Eben dieselbe Durchgeistigung, welche schon Joachim’s Technik kennzeichnet, läßt sein Spiel auch gerecht werden dem Kerne alles Dessen, was er darstellt. Wo er seiner vollends deutschen, gesunden Künstlernatur Gleichartiges vorfindet, da weiß Joachim sich selbst und sein Publicum vom großen Ganzen bis in jeden Einzelnzug des Dargestellten vollständig zu versenken. Da giebt er nicht mehr, nicht weniger, als das Werk mit allen seinen gegenständlichen und höchstpersönlichen Erscheinungsformen. Dieser charakteristische Zug schließt jedoch keineswegs eine lebhafte Mitbetheiligung der Person Joachim’s an seiner Aufgabe aus. Im Gegentheile lebt unser Künstler ganz auf im Glauben an das, aus deutschem Bewußtsein hervorgegangene Werk seiner Darstellung. Es läßt sich daher, wenn Joachim Werke von Bach, Beethoven, Spohr, Mendelssohn und Schumann spielt, mit eben derselben Bestimmtheit sagen: er spiegle sich selbst, wie den seiner Darstellung anvertrauten Tondichter und dessen That, mit urbildlicher Treue wieder. Greift aber Joachim nach solchen Stoffen, welche deutscher Anschauung ferne liegen, wie u. A. nach Tartini, so tritt an seiner Wiedergabe dieses ihm, wie seinem angeflammten Künstlerbewußtsein fremdartigen, ein nach zwei Seiten auseinandergehendes Merkmal der Meisterschaft zu Tage. Nach erster, am meisten auffälliger Richtung, wird das dem deutschen Geiste in seiner ursprünglichen Erscheinung fremdartige, ja widerstrebende Kunstwerk unter dem Schilde der Darstellungsweise Joachim’s zu einem solchen Tongedichte wiedergeboren, dem deutscher Ernst und Adel nicht etwa im Sinne der Verbildung, sondern vielmehr in jenem der Verklärung eingelebt wird. Auf andere Seite bleiben durch die Darstellungsweise dieses Künstlers einem derartigen Werke aus nichtdeutscher Fremde jene Bedingungen vollkommen gewahrt, die es als That eines anders besaiteten Volke- und Künstlergeistes schon von vornherein in sich schließt. Es bleiben daher die dem nichtgermanischen Genius ureigenthümlichen Merkmale, kraft solcher Darstellung, eben so unversehrt wie andererseits der über ihren Inhalt verbreitete Hauch deutscher Art und Weise ihnen das Gepräge einer völlig neuen, und um dieser Neuheit willen ungewöhnlich anregenden Schöpfung aufdrückt.

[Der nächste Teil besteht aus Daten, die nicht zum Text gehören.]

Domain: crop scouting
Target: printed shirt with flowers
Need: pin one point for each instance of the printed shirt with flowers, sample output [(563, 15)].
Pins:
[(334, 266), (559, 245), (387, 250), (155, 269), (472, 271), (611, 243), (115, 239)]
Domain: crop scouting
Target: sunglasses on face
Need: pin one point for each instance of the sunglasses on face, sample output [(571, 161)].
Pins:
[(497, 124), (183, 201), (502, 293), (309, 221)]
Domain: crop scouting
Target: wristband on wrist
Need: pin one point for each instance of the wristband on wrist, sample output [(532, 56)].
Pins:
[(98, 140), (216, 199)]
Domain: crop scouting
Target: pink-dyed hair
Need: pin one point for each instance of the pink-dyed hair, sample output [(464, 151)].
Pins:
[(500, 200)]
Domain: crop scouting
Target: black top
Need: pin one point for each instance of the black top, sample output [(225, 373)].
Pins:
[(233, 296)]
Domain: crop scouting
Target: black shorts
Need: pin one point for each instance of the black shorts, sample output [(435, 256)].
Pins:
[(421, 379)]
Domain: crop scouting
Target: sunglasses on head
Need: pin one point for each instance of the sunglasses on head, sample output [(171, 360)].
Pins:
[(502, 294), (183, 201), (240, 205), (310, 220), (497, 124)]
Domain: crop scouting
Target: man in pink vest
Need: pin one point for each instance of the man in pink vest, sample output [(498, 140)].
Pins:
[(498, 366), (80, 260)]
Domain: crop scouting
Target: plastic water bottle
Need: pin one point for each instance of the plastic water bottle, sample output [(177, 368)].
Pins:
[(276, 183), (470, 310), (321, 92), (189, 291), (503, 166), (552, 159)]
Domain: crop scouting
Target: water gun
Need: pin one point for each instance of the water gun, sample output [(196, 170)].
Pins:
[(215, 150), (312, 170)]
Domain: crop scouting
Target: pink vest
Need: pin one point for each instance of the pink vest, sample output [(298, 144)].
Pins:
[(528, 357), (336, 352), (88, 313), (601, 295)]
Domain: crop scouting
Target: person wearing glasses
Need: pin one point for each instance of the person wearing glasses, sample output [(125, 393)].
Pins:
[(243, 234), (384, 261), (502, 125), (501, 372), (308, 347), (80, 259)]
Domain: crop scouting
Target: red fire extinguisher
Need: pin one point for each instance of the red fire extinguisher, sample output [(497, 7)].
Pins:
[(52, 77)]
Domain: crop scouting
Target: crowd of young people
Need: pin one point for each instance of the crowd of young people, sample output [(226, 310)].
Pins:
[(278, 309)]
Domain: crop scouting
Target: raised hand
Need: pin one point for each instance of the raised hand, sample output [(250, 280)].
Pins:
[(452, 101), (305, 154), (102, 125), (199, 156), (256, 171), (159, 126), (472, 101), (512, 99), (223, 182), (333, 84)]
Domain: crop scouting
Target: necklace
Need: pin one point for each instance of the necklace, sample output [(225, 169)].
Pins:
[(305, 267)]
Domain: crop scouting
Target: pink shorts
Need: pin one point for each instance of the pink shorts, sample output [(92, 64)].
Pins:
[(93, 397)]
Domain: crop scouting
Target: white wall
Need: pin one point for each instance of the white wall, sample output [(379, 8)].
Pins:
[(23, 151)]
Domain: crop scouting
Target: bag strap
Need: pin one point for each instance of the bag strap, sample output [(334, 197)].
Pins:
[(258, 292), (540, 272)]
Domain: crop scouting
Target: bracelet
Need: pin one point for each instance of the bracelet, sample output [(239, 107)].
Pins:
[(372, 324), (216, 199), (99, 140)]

Joachim, der Componist, zeigt genau dieselben jetzt auseinandersgestzten Eigenschaften. Was er nach dieser Richtung giebt, ist ebenso unveräußerliches Eigenthum seiner selbst, wie des großen Völkerstammes dem dieser Künstler angehört. Deutsche Erfindungs- und Gestaltungskraft ist bis in das letzte Glied hinein der Puls seines schöpferischen Wirkens. Man kann Joachim, den componisten, nicht wohl als Epigonen einer bestimmten deutschen Schöpferkraft bezeichnen. Er ist vielmehr der vollberechtigte Erbe all jener Errungenschaften, welche der deutsche Geist von Bach angefangen bis einschließlich auf Schumann sein eigen nennt. Innerhalb dieser Sphäre wirkt Joachim mit allem oben näher erklärten Rüstzeuge vergeistigter Meisterschaft und würdevoller Charakterstärke. Es waltet hierin mit eben dem Schwunge des Geistes, welcher den auserwählten Fahnenträgern des deutschen Tongeistes vom ersten bis zum anderen der oben genau bezeichneten Enden eigen gewesen. Diese Merkmale stellen denn Joachim ebenso unzweifelhaft als Meister, wie als in seiner Art und Richtung tief durchgebildeten Künstlercharakter hin, dessen Sendung eben so schön im Keime, wie bedeutend in dem Ganzen und allen Einzelnheiten seiner Entwickelung sich ergiebt, und ihm eine bleibende Stelle in der Geschichte wie im Leben der Kunst nach deren ganzem Umfange verbürgt.

Dr. F. P. Laurencin.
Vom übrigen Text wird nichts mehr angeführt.